The Packers traded Jansen to the Carolina Panthers for a conditional pick in the 2011 NFL draft on April 13, 2009. On February 8, 2012, the Panthers re-signed him to a four-year contract worth roughly $3.6 million.
On January 15, 2014, it was announced that he would be one of seven Panthers players to be voted into the 2014 Pro Bowl.

On February 7, 2016, Jansen was part of the Panthers team that played in Super Bowl 50.

On February 17, 2016, the Panthers signed Jansen to a five-year, $5.5 million contract extension.

In Week 3 of the 2020 NFL season against the Los Angeles Chargers, Jansen recovered a punt at the Chargers' one-yard-line near the end of the fourth quarter. The Chargers failed their winning drive by less than 20 yards, the length of a touchback.

On March 17, 2021, Jansen re-signed with the Panthers on a one-year contract.

On February 9, 2022, Jansen signed a one-year contract extension with the Panthers.

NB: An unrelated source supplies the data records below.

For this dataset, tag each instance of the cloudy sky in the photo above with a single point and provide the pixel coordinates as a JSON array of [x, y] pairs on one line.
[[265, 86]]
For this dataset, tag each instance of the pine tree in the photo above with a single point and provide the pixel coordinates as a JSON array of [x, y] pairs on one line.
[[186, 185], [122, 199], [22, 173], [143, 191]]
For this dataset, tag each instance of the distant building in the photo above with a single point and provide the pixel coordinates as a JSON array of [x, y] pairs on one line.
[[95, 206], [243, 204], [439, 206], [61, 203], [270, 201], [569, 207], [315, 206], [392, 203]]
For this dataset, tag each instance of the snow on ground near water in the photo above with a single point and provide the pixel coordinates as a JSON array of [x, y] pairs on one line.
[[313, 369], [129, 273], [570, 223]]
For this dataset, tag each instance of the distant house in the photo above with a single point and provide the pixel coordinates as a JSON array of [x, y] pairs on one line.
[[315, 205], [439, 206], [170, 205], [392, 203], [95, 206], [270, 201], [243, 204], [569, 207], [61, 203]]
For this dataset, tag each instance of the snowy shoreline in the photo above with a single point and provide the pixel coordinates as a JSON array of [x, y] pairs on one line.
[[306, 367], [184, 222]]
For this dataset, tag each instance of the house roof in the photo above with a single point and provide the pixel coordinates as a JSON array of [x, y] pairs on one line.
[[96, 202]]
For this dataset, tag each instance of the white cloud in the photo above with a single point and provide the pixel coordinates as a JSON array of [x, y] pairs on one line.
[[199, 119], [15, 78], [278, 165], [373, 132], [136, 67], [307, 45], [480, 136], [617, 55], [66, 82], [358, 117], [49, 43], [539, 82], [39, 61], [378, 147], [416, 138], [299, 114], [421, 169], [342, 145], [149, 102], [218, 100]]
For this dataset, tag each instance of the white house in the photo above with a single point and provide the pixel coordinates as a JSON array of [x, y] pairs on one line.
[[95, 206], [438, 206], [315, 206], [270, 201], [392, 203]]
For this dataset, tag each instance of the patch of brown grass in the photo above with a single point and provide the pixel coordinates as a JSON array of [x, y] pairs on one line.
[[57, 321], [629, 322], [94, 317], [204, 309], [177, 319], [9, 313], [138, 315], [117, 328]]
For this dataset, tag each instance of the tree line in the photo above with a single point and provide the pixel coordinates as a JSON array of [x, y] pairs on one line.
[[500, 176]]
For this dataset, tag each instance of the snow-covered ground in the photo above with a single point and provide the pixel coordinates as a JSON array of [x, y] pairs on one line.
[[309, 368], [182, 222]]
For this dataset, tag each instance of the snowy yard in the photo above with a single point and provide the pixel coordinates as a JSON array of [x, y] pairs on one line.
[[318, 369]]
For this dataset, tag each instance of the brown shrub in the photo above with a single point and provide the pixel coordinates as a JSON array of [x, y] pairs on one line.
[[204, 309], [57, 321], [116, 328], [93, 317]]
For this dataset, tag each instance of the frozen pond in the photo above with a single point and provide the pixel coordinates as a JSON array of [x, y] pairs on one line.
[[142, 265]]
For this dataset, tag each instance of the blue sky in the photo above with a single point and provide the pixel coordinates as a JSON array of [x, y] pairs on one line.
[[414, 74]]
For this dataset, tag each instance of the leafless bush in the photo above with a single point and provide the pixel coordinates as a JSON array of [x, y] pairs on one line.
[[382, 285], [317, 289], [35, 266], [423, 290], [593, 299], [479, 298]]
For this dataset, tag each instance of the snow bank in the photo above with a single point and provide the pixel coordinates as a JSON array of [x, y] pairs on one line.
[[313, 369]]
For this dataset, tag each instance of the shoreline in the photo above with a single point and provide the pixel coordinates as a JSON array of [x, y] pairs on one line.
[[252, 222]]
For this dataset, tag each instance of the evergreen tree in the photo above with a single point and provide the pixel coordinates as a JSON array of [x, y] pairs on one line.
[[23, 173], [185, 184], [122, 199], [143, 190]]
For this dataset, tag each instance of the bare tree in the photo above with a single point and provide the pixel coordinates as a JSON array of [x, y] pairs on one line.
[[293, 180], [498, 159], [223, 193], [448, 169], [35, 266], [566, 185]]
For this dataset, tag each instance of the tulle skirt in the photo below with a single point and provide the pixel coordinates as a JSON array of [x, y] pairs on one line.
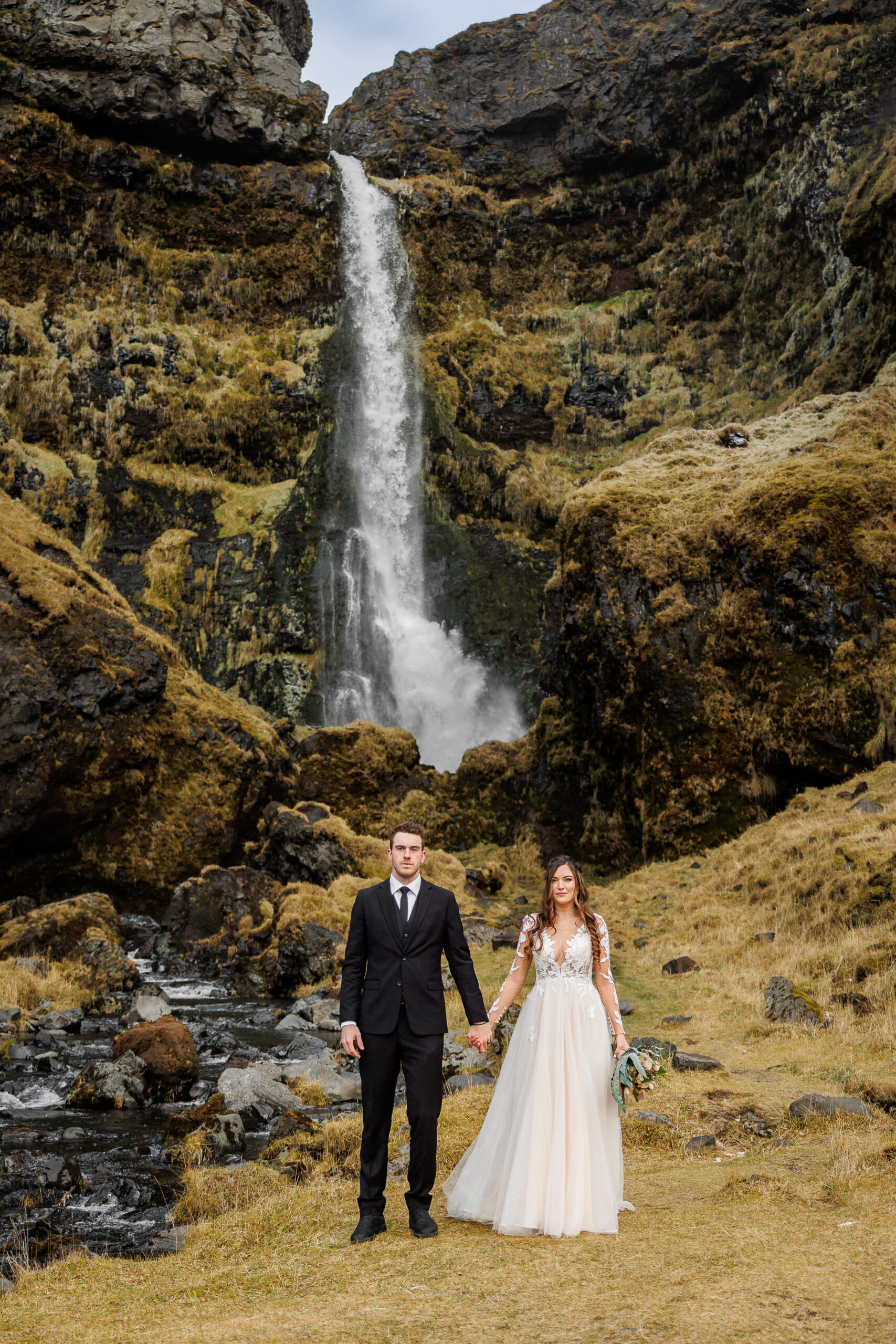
[[549, 1158]]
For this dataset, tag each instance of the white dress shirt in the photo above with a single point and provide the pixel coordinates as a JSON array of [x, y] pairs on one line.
[[413, 893]]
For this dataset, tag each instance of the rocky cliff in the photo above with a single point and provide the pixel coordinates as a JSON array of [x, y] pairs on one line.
[[642, 237], [220, 77], [121, 769]]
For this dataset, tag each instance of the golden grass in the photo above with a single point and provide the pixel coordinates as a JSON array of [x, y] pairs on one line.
[[62, 985], [751, 1242]]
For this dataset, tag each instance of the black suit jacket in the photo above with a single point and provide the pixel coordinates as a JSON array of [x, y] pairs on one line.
[[379, 968]]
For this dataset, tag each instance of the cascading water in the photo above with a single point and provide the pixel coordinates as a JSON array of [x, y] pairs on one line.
[[383, 658]]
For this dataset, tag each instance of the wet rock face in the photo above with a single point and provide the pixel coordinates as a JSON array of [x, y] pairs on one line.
[[568, 88], [224, 77], [294, 851], [107, 1085], [294, 22], [217, 904]]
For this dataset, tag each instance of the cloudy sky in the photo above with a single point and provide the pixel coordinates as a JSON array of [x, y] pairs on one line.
[[354, 38]]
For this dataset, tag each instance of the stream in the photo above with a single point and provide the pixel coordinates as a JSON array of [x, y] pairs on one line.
[[97, 1178]]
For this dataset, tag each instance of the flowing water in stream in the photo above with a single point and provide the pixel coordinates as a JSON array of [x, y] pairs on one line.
[[385, 659], [119, 1190]]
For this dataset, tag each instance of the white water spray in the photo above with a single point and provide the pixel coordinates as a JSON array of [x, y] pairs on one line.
[[383, 658]]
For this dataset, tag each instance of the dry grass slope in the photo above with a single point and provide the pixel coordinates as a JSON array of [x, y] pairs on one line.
[[760, 1241]]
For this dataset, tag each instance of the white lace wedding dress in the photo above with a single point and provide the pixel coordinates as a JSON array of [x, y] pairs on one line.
[[549, 1158]]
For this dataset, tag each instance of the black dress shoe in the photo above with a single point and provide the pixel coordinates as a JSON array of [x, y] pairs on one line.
[[422, 1225], [368, 1227]]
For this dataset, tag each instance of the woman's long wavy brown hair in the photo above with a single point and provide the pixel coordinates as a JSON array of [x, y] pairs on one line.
[[547, 915]]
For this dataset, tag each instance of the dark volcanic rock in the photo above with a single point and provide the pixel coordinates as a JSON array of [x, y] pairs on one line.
[[785, 1003], [571, 87], [294, 851], [219, 78], [214, 905], [817, 1104], [305, 954], [114, 762]]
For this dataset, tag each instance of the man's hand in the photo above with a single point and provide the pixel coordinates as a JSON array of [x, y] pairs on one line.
[[480, 1035], [352, 1043]]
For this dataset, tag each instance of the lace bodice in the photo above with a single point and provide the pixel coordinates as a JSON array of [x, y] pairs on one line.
[[573, 965], [577, 960]]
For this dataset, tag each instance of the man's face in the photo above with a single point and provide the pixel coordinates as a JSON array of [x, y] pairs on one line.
[[406, 855]]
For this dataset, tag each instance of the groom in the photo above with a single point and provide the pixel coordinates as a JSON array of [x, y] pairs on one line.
[[393, 994]]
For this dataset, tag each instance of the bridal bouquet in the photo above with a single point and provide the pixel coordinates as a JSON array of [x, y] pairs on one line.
[[635, 1076]]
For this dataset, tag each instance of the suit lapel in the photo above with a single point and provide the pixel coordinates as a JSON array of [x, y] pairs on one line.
[[390, 910], [421, 908]]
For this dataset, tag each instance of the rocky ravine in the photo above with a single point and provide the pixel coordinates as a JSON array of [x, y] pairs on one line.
[[164, 358]]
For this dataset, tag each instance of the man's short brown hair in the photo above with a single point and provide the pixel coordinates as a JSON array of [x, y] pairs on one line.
[[410, 828]]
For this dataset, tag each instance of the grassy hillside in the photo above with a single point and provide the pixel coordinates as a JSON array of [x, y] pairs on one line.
[[760, 1240]]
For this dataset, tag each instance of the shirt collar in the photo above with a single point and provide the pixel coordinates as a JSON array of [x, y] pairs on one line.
[[412, 886]]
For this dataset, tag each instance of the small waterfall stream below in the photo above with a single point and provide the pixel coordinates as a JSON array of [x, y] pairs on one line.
[[116, 1193], [385, 658]]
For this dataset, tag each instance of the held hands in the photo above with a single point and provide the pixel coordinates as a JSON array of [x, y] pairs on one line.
[[352, 1043], [480, 1035]]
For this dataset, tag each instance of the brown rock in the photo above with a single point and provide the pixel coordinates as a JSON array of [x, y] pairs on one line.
[[680, 967], [167, 1049]]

On November 27, 2022, Jansen tied former longtime Panthers kicker John Kasay for most games played for the franchise (221).

Jansen signed a one-year contract extension on February 20, 2023, and again the following year on March 11, 2024. After playing in all 17 games for Carolina during the 2024 season, Jansen re-signed with the team on a one-year contract on February 14, 2025. On February 17, 2026, Jansen re-signed with the team on a one-year contract.